Retailers and FMCG supply chains globally face a massive task to determine current environmental status for every product (carbon footprints etc), then set and meet environmental targets for packaging with these targets facing increasing scrutiny due to carbon trading and other economic imposts.

‘Green’ strategies will increase packaging ‘churn’ forcing pack re-designs that begin with the end in mind to achieve the following:

  • Material reductions
  • Material re-selections – including biocompatible and elimination of recycling nasties such as PVC
  • Re-engineered distribution and handling
  • Development of secondary product life cycles, and more

Climate change trends cannot be reversed without global cooperation and so too, environmental outcomes affecting brand owners and retailers can only be achieved by concerted action at every level in the chain – growers, converters, brand owners, distribution, retailers, consumers, recyclers. Ultimately, innovation of product and process design at each level is the key to achieve required changes in this new ‘green era’ and its impact on packaging.

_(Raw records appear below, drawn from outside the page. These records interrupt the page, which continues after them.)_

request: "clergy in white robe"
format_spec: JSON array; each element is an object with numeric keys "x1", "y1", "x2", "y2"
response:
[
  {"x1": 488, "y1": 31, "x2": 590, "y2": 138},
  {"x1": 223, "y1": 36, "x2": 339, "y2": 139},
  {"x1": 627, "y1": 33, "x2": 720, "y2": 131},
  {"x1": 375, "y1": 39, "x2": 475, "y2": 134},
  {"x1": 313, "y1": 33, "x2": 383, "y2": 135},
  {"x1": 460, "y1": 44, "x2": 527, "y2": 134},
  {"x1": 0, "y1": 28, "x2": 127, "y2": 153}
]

Packaging technologists will be pivotal in delivering the solutions required and organisations large and small that do not recognise the value of packaging to their brand investments or the importance of packaging technologists as key organisational stakeholders will struggle in this new ‘green economy’ where marketers leverage ‘green brand value & loyalty’.

In this context of ‘green’ branding and with overall spends on packaging raw materials, I expect that packaging technology will be re-profiled to greater prominence within company structures – delivering a bright future for existing and future technologists around the globe.

Following on, the role of the AIP has never been as important as we seek to address both the shortage in packaging technologists, as well as the lack of formal qualifications within the existing ranks of packaging departments. The AIP exists to educate for the advancement of packaging technology and we expect corporate demand for holistic training to be strong, especially given portability of these qualifications globally.